Search code examples
rcurlrcurlgeturlhttr

'RCurl' [R] package getURL webpage error when scraping API


I am trying to scrape data on pages from an API using the getURL function of the RCurl package in R. My problem is that I can't replicate the response that I get when I open the URL in Chrome when I make the request using R. Essentially, when I open the API page (url below) in Chrome it works fine but if I request it in using getURL in R (or using incognito mode in Chrome) I get a '500 Internal Server Error' response and not the pretty JSON that I'm looking for.

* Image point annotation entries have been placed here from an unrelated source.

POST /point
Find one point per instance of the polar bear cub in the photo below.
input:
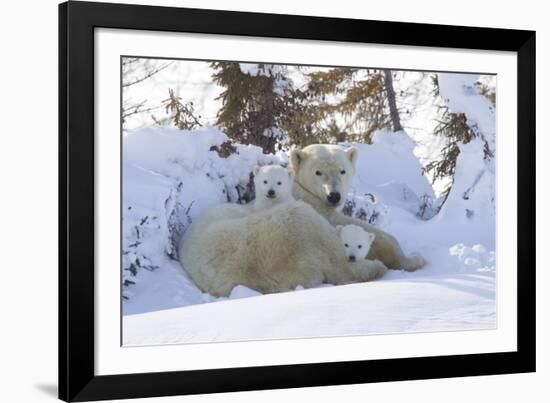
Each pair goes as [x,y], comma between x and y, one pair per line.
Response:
[356,240]
[273,185]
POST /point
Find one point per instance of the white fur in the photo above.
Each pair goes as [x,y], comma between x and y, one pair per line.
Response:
[273,185]
[272,250]
[356,240]
[322,169]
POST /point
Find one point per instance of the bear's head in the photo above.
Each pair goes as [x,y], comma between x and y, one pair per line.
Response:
[325,171]
[356,240]
[273,182]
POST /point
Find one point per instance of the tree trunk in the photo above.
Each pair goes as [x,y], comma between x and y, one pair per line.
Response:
[394,114]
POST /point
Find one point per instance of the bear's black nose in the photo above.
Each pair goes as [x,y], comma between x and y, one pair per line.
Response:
[333,198]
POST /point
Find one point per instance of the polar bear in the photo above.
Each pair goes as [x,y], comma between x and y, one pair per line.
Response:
[273,185]
[322,176]
[356,240]
[273,250]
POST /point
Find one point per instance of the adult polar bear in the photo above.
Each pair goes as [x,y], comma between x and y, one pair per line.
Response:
[294,243]
[269,251]
[322,176]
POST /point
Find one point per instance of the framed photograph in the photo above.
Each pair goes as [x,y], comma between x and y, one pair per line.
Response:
[258,201]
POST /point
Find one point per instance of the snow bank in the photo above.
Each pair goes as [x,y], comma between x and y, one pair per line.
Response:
[172,176]
[464,302]
[389,173]
[470,205]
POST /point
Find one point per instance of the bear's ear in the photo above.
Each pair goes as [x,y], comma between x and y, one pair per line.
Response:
[296,158]
[353,154]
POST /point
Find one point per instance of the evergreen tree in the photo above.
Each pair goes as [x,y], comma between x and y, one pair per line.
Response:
[364,98]
[253,102]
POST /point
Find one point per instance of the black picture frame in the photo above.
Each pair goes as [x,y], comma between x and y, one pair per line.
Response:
[77,21]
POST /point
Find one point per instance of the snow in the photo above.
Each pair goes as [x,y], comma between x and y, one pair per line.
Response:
[171,176]
[394,306]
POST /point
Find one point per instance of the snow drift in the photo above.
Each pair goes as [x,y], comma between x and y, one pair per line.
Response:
[171,176]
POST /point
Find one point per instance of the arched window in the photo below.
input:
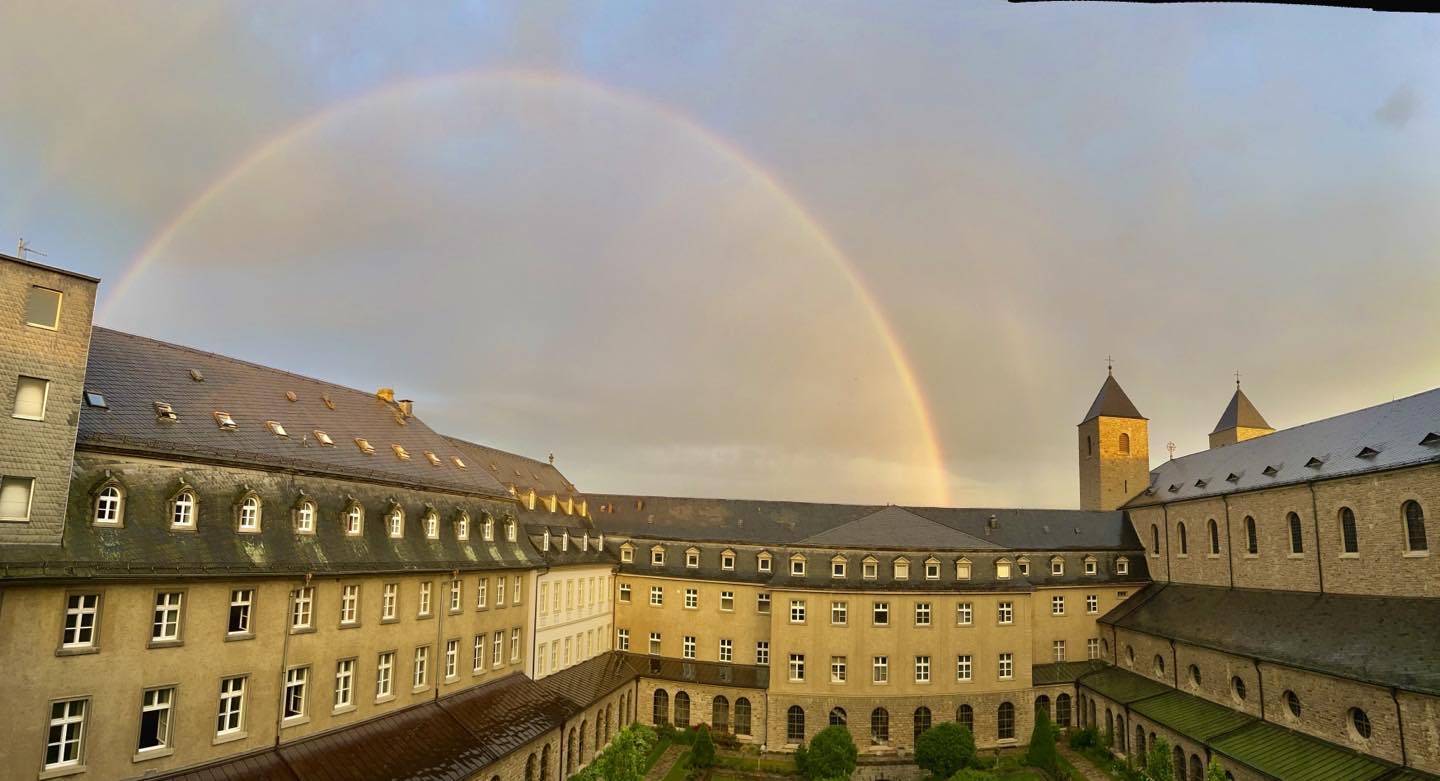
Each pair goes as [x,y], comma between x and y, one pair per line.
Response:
[742,716]
[1005,722]
[880,726]
[1414,528]
[681,709]
[795,725]
[1350,538]
[107,506]
[720,713]
[922,721]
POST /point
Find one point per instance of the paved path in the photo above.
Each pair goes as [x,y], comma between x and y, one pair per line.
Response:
[666,762]
[1082,764]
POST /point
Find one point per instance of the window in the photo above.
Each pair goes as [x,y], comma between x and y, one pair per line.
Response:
[231,713]
[81,613]
[66,732]
[30,395]
[385,676]
[300,610]
[166,621]
[1350,538]
[293,702]
[15,497]
[1416,539]
[107,506]
[154,719]
[419,672]
[797,667]
[241,603]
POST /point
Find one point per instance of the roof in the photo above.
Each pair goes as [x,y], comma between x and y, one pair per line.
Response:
[1112,402]
[1380,640]
[870,526]
[136,372]
[1397,434]
[1240,414]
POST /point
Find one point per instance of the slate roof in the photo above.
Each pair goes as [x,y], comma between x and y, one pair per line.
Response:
[870,526]
[1334,447]
[1380,640]
[1112,402]
[136,372]
[1240,414]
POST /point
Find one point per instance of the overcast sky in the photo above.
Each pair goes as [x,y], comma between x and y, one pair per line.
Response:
[702,248]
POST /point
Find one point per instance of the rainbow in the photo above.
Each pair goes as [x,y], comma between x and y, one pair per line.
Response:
[546,79]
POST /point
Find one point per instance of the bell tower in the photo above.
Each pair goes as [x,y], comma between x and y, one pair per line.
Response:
[1113,450]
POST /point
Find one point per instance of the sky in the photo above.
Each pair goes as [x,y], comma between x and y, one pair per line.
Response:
[814,251]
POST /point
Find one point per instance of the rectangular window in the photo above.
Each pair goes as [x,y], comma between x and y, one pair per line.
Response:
[66,734]
[30,395]
[231,713]
[15,497]
[962,667]
[154,719]
[241,603]
[344,683]
[166,624]
[385,676]
[300,611]
[419,672]
[294,698]
[349,605]
[922,669]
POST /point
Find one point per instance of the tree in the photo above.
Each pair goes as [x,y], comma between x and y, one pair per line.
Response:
[624,760]
[1158,762]
[703,752]
[1043,745]
[945,750]
[830,755]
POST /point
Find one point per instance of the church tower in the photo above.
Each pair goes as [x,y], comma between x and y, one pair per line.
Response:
[1115,450]
[1240,421]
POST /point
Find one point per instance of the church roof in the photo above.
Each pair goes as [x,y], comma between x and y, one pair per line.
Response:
[1112,402]
[1240,414]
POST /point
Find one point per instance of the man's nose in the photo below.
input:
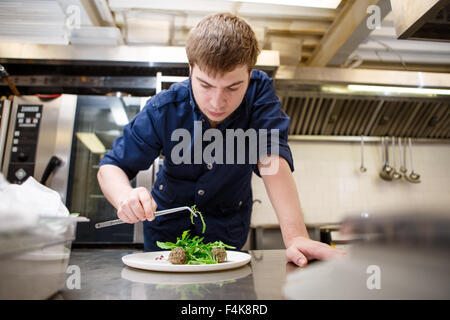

URL/API in question: http://www.bluenile.com/api/public/loose-diamond/diamond-details/panel?country=USA&currency=USD&language=en-us&productSet=BN&sku=LD04077082

Here is my (failed) request in [R].

test2 <- fromJSON(getURL("http://www.bluenile.com/api/public/loose-diamond/diamond-details/panel?country=USA&currency=USD&language=en-us&productSet=BN&sku=LD04077082", ssl.verifypeer = FALSE, useragent = "Mozilla/5.0 (Windows NT 6.1; WOW64) AppleWebKit/537.36 (KHTML, like Gecko) Chrome/37.0.2062.124 Safari/537.36"))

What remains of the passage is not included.